A.J. Ellis is a veteran backup catcher who doesn’t run well, and when he stepped into the batter’s box to face Max Scherzer in Wednesday’s eighth inning, the odds for him didn’t look good.
Scherzer was five outs from a no-hitter, and Ellis was hitting .189.
But by a single inch — perhaps less than that — Ellis spoiled the day for Scherzer and sparked the Marlins to a seemingly impossible 2-1 victory over the NL East frontrunners.
Ellis bounced a one-hopper up the middle that Scherzer reached up to grab. But the ball deflected off the tip of his glove, Ellis beat it out for an infield hit, and the Marlins rallied for one of their most dramatic wins of the season in front of an announced crowd of 22,659 at Marlins Park.
It was only the fourth time the Marlins won a game with two or fewer hits.
“That was the little crack left in the door for us,” Giancarlo Stanton said.
Four batters later, Stanton would deliver the only solid hit of the day off Scherzer, a scorching line-drive single to left off the tiring hurler to drive home the go-ahead run.
In taking two of three in the series with the Nationals, the Marlins rallied from a six-run deficit to emerge on top Monday and somehow managed to get past a dominating Scherzer on Wednesday.
“Max was amazing today,” Ellis said. “It was electric.”
Was he ever.
In bidding to become the fourth pitcher to no-hit the Marlins, Scherzer struck out 11 and until the eventful eighth held the Marlins to only a pair of baserunners, walking Christian Yelich in the first and hitting Derek Dietrich with a pitch in the second.
Dan Straily did his part to match strides with Scherzer and keep the Marlins in the game. Straily served up a solo homer to Ryan Raburn in the fifth but threw up zeroes for every one that Scherzer manufactured.
“Coming in today, I was hoping, thinking it was gonna be a close game, it’s gonna be a tight game all the way down to the end,” Straily said. “You just come in to these types of matchups like, alright, don’t be the first one to blink. And I was. I was the first one to blink.”
Scherzer had retired 17 in a row entering the eighth. But he had also thrown 98 pitches.
“His stuff was there,” Stanton said. “He was cruising. But it’s got to be taxing, coming up there with those high [pitch-count] numbers.”
Scherzer struck out Dietrich to begin the eighth. Then it all started falling apart for him when Ellis chugged out his infield hit that barely eluded the grasp of Scherzer.
“Straight survival, battle mode right there,” Ellis said. “I didn’t hit it extremely hard. But I hit it in the right spot, I guess.”

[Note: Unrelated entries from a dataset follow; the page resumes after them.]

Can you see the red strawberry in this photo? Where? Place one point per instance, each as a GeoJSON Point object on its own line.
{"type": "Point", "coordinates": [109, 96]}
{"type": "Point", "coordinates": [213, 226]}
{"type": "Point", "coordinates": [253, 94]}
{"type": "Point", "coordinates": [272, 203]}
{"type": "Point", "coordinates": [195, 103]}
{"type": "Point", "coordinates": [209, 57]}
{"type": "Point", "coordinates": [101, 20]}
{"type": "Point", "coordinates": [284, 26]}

Ellis’ thoughts as he legged his way to first?
“As soon as it hit his glove, I said I wish I was faster,” Ellis said. “That’s about it. Just ran as hard as you could. [Then I heard] the crowd cheer. I knew something good happened for us.”
After retiring J.T. Riddle on a ground ball for the second out, Scherzer got pinch-hitter J.T. Realmuto to ground to short for what would have been the third out.
Instead, Trea Turner one-hopped a throw to Adam Lind that the first baseman was unable to field for an error. Then Scherzer hit Dee Gordon with a pitch, loading the bases and bringing up Stanton. Scherzer got ahead of Stanton in the count 1-2 before uncorking a wild pitch that enabled pinch-runner Jose Urena to race home with the tying run.
“[Stanton’s] swings really didn’t look good all day long,” Marlins manager Don Mattingly said. “[But] I think the wild pitch kind of takes the pressure off him at that point. We’ve got it tied at that point, and Max is at 118, 119, 120 [pitches]. So his stuff’s got to be deteriorating a little bit.”
Stanton rifled a single to left that dropped just in front of Raburn, and the go-ahead run crossed the plate. Raburn threw out Gordon trying for home to end the inning — and Scherzer’s outing.
Scherzer finished at 121 pitches, five shy of his career high.
A.J. Ramos worked the ninth to close out the win and record his 10th save.
“You know that from about the fifth inning on, with a guy like Max on the mound, you know you’re only one swing away — one baserunner away — from being right back in it,” Ellis said. “You just keep grinding, keep trying to find a pitch to hit and hope something happens. And that’s usually what it takes on a day like today.”